Fig. 2 Left: conversion of the monomers over 10 successive polymerization cycles; right: time dependent UV-Vis spectrum of the reaction mixture at different time steps.

It can be clearly seen from the spectrum that the extent of reduction increases with time, clearly indicating the participation of POM in photo-polymerization. This is discussed in detail later. The percentage of POM photo-reduced at the end of the reaction was estimated to be 39% from the reported molar extinction coefficient of [PW₁₂O₄₀]⁴⁻ at 750 nm (ε₇₅₀ = 2000 M⁻¹ cm⁻¹).⁸⁶ The extent of conversion of the polymer obtained over 10 successive cycles of polymerization for 4 monomers, viz. styrene, methyl methacrylate, butyl acrylate and vinyl acetate are recorded (Fig. 2). It shows that for all 4 monomers the conversions vary from 20% to 60%. The optimization of the reaction conditions was achieved by varying two main operational parameters, viz. the catalyst loading and the irradiation time. It was ensured that the reaction temperature is maintained at room temperature, in order to meet two needs: (i) reduction of chain transfer and (ii) making the process less energy consuming. The control in M_n and PDI is attained by usual variation of the monomer concentration, as expected for any controlled polymerization.

Effects of catalyst and inhibitor loading on M_n of the polymers and its implications on the polymerization pathway

Now we find the effect of the catalyst loading on the M_n and PDI of the synthesized polymers. We do so to understand the pathway of this polymerization reaction. For this purpose, polymerization reactions were carried out by systematically increasing the relative concentrations of an equimolar mixture of BMIm⁺ and DMIm⁺ with respect to the catalyst. Specifically, we varied the concentration ratio [BMIm + DMIm]/[initiator] from 1 to 5 and analysed its effect on the M_n and PDI of the resulting polymer. In all these cases chloride was the counter-ion and the effect does not change if other halides are used. We observe that on increasing the concentration of BMIm⁺ and DMIm⁺, the M_n of the synthesized polymers increases, while the PDI decreases (Fig. 3). It only means that with increasing BMIm⁺ and DMIm⁺ concentrations, the relative concentration of the radicals responsible for polymerization reduces.⁷⁴ The question arises: are the radicals responsible for polymerization coming from a source directly related to the polyoxometalate part of the catalyst? To test this, we added to the reaction mixture o-, m- and p-dihydroxy phenols as inhibitors as they can quench the polyoxometalate radicals. We added these di-hydroxy phenols in increasing ratio with respect to the catalyst, as these di-hydroxy phenols will scavenge the photo-excited POM and alter the M_n of the resulting polymer accordingly. We indeed observe that as the loading of these dihydroxy phenols (o-, m- or p-) increases relative to the polyoxometalate, the M_n of the polymers increase almost monotonically (Fig. 4). This shows that with an increase in dihydroxy phenol loading, lesser polyoxometalate radicals are available for polymerizing the monomer, since they are quenched by the phenols under our experimental conditions and are consumed in the process. Hence, lesser radicals are available and the M_n of the polymers obtained increases. These results, in turn, also show that the participation of polyoxometalate radicals plays a key role in photo-polymerization.
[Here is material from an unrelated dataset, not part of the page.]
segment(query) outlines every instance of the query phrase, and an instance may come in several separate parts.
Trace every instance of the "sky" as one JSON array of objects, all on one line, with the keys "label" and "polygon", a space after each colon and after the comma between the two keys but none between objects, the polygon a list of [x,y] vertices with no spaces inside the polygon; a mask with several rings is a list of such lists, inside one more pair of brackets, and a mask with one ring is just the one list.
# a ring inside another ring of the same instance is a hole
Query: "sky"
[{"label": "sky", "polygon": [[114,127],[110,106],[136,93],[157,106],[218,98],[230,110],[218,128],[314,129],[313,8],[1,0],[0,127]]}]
Fig. 3 Increasing M_n (■) and decreasing PDI (●) with increasing BMIm and DMIm concentration to a fixed catalyst concentration during butyl methacrylate polymerization. (Same trend is obtained for other monomers.)

Fig. 4 Increasing M_n with increasing loading of 3 different dihydroxy phenols for different monomers.

On the photo-catalytic activity of the catalyst and the reaction pathway

We now explain the photo-catalytic activity of the catalyst. To do so we take recourse to DFT calculations. The DFT calculations reveal a band-gap energy of 2.729 eV between the HOMO (Fig. 5a) and LUMO (Fig. 5b) of the polyoxometalate part of the catalyst.

Fig. 5 (a) HOMO and (b) LUMO of [α-PW₁₂O₄₀]³⁻, (c) molecular electrostatic potentials for [α-PW₁₂O₄₀]³⁻. Red regions identify nucleophilic areas whereas blue regions represent electrophilic areas, (d) EPR spectra of a reaction mixture initiated by (BMIm)₂(DMIm)PW₁₂O₄₀ after 10 minutes of reaction in acetone.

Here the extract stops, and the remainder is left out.